Eleanor Island National Wildlife Area pamphlet
What makes Eleanor Island NWA so special?
Eleanor Island National Wildlife Area (NWA) is a small island in southern Lake Muskoka, central Ontario. It is composed of solid granite outcroppings around the perimeter and a mix of deciduous and coniferous forest in the interior.
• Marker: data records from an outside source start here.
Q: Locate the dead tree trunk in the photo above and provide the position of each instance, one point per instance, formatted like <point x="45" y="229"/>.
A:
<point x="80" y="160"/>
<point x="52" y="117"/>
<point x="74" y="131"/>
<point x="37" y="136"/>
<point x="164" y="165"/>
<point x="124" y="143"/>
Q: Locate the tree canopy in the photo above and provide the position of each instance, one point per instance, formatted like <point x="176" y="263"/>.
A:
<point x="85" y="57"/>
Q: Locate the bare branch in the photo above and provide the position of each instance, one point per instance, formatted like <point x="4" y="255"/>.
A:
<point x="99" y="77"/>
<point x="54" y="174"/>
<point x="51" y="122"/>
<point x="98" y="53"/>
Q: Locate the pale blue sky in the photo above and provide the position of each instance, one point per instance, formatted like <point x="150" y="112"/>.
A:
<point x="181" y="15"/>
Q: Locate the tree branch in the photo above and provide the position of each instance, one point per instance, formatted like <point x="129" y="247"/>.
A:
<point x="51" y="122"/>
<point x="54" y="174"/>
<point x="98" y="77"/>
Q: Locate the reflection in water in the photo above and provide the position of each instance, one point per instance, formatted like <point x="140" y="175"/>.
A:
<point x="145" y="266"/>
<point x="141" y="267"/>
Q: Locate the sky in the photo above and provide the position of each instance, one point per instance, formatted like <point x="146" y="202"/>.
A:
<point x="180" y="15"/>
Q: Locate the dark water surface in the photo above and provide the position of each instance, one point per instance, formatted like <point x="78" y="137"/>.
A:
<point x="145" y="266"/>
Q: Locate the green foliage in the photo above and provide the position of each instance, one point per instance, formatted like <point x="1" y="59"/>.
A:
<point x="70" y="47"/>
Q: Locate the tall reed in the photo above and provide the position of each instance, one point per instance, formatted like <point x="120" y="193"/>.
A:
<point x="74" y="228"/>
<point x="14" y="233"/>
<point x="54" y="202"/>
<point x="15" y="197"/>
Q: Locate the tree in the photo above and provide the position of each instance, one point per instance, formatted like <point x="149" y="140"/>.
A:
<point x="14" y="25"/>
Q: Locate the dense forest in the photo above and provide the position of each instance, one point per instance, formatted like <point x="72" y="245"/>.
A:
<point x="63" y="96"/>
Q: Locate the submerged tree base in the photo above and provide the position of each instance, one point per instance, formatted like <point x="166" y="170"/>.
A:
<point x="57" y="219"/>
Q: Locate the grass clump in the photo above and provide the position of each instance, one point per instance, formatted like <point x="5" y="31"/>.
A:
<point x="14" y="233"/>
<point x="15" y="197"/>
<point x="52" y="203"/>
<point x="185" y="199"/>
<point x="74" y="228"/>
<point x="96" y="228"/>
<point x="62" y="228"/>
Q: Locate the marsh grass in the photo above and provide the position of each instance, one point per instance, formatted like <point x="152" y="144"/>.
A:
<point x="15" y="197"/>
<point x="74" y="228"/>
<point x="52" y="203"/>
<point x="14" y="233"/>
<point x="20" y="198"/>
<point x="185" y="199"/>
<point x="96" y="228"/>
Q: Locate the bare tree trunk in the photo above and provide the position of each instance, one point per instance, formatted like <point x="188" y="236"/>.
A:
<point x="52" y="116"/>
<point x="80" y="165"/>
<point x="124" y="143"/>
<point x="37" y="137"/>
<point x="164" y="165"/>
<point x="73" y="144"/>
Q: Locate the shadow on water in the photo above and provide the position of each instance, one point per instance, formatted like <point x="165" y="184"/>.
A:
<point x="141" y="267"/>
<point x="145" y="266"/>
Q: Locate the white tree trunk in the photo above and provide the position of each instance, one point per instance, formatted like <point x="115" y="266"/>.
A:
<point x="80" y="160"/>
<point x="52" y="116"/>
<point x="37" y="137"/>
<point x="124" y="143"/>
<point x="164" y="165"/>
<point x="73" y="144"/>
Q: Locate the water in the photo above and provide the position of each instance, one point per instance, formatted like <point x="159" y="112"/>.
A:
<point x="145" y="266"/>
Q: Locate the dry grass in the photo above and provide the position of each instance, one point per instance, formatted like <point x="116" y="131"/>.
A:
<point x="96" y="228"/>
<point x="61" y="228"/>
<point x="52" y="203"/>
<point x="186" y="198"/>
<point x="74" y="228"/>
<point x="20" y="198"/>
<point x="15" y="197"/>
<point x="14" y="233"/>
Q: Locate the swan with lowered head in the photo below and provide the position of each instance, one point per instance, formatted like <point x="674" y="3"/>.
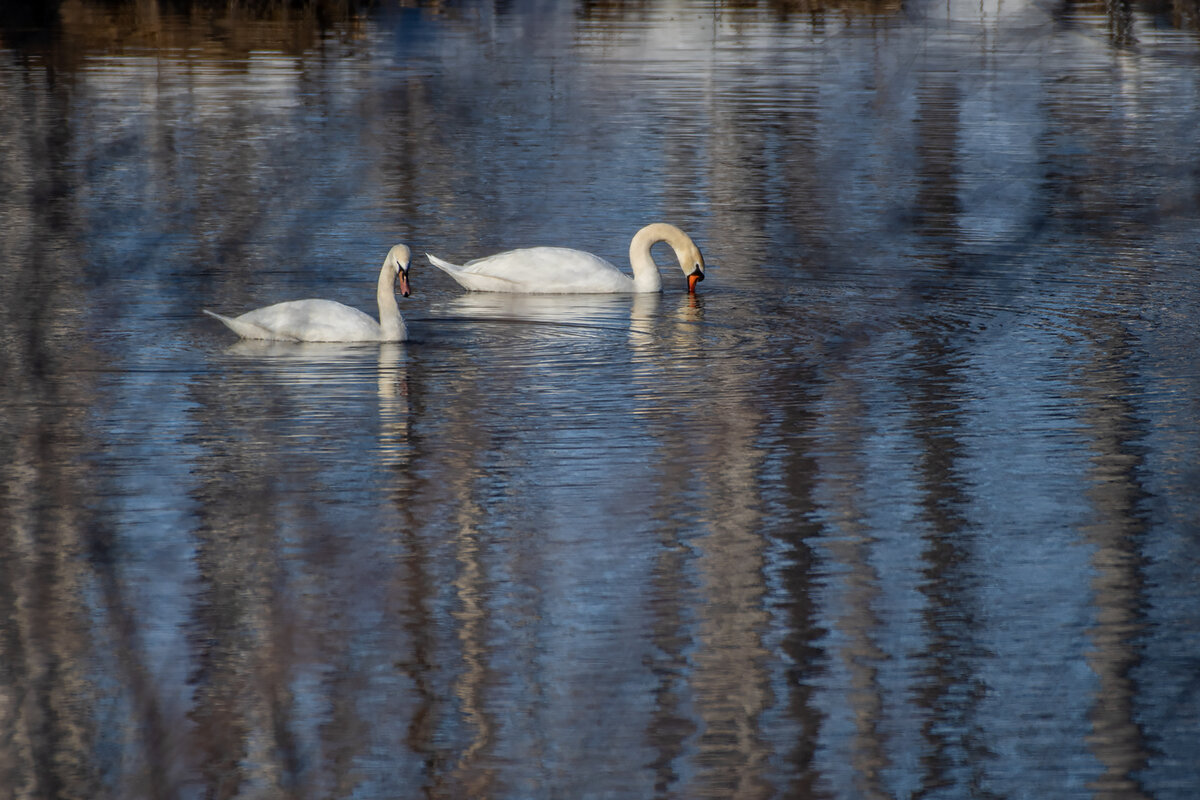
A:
<point x="561" y="270"/>
<point x="328" y="320"/>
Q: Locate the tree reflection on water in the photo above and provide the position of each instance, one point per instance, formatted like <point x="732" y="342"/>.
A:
<point x="903" y="503"/>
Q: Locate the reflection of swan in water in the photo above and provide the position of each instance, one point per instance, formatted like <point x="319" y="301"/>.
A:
<point x="565" y="310"/>
<point x="562" y="270"/>
<point x="317" y="376"/>
<point x="328" y="320"/>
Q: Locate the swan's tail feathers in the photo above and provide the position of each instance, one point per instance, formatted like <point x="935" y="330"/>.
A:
<point x="453" y="270"/>
<point x="241" y="328"/>
<point x="468" y="278"/>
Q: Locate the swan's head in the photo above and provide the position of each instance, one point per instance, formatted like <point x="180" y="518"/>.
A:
<point x="399" y="258"/>
<point x="691" y="262"/>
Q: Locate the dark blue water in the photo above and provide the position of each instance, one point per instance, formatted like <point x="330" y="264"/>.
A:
<point x="903" y="504"/>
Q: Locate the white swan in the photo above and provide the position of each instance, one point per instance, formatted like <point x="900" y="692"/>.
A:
<point x="327" y="320"/>
<point x="561" y="270"/>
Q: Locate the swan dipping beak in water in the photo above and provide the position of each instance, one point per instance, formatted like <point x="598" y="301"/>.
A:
<point x="562" y="270"/>
<point x="328" y="320"/>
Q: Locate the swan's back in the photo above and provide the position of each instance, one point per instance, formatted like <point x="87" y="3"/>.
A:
<point x="305" y="320"/>
<point x="541" y="270"/>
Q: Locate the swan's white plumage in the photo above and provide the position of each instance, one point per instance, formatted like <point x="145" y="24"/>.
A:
<point x="328" y="320"/>
<point x="562" y="270"/>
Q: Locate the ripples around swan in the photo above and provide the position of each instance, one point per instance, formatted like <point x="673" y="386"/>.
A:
<point x="903" y="503"/>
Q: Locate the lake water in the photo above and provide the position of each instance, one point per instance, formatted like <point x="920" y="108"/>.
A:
<point x="904" y="503"/>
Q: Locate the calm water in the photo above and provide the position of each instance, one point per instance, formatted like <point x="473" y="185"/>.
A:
<point x="905" y="503"/>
Despite its small size (0.6 hectares), Eleanor Island is
- one of the few remaining undeveloped islands in Lake Muskoka, providing safe nesting habitat for colonial waterbirds;
- an important nesting and loafing site for significant numbers of colonial waterbirds, including Herring Gulls, Double-crested Cormorants and Great Blue Herons;
- home to one of the few Herring Gull and Great Blue Heron nesting colonies in the local area.
Eleanor Island was protected as a municipal bird sanctuary before being transferred to Environment and Climate Change Canada - Canadian Wildlife Service. In 1971, it was designated a Migratory Bird Sanctuary (MBS) to protect colonial nesting waterbirds. In 1978, Eleanor Island was designated an NWA to afford greater protection for colonial nesting waterbirds and their habitat, and to serve as a site for long-term research.
What are Environment and Climate Change Canada Protected Areas?
Environment and Climate Change Canada establishes marine and terrestrial NWAs for the purposes of conservation, research and interpretation. NWAs are established to protect migratory birds, species at risk, and other wildlife and their habitats. NWAs are established under the authority of the Canada Wildlife Act and are, first and foremost, places for wildlife.
Migratory Bird Sanctuaries (MBSs) are established under the authority of the Migratory Birds Convention Act, 1994, and provide a refuge for migratory birds in marine and terrestrial environments. The current Protected Areas Network consists of 54 NWAs and 92 MBSs comprising close to 12 million hectares across Canada.
What can I do at Eleanor Island NWA?
Public access to Eleanor Island NWA is prohibited to protect colonial nesting waterbirds and other wildlife from disturbance. Permits are required to visit, and to conduct research, surveys and monitoring. For a complete list of NWAs, including those you can visit, please see our website.
Long description of the map
Location of the NWA on an illustrated map of Canada. The NWA location is indicated by a general annotation in the province of Ontario.